Dietary news is everywhere, and it can be confusing, especially when the headlines are completely contradictory. Luckily, most of the science underlying diet news is correct, and the headlines are only needed to make the story newsworthy. A recent study, for example, in 18 countries found that people who ate a high-fat diet cut their mortality rate by 23 per cent. But how can you make sense of it all?
Journalists fall for implausible claims
Journalists are prone to making implausible dietary claims and give too much weight to preliminary research. This is especially true in articles about diet, which often fall into the fad of "quirky quick fixes" that can mislead the public. Take the recent article in the Express that claimed paprika could prevent the development of cancer. While the results are meaningless, the article's headline and author's biomarker content were widely ridiculed.
Moreover, many journalists use conflicting health study results to promote their own agenda, which is not helpful for the public's confidence in science. This is especially true if the results are contradictory and the real causal effect is negligible. Instead of focusing on conflicting results, journalists should focus on a single study that does not contain competing dietary claims. A good starting point for evaluating dietary health claims is the Sanders/Goldacre study. However, it is important to recognize the limitations of this study.

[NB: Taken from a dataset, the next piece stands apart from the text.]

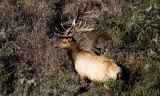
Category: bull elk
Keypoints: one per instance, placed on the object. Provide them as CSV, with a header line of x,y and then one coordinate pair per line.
x,y
87,64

The term "quackery" refers to claims that are either completely false or minimize the benefits and risks of a product or practice. The claims of quackery are often misleading and may lead consumers to believe in harmful treatments that are not recommended by reputable medical authorities. The fact is that no product or practice can guarantee a cure for cancer. Therefore, it is best to be skeptical of dietary claims made by quacks.
Making sense of dietary news
We are constantly bombarded with a vast amount of information, including dietary news and scientific studies. It can be difficult to know which information to trust, and which ones are simply misinformation. To make sense of nutrition research news, you should look for the who, what, when, and where of the articles. Check out who owns or runs the site. Also, check out the purpose of the website. Do the authors and experts have their own opinions on the subject?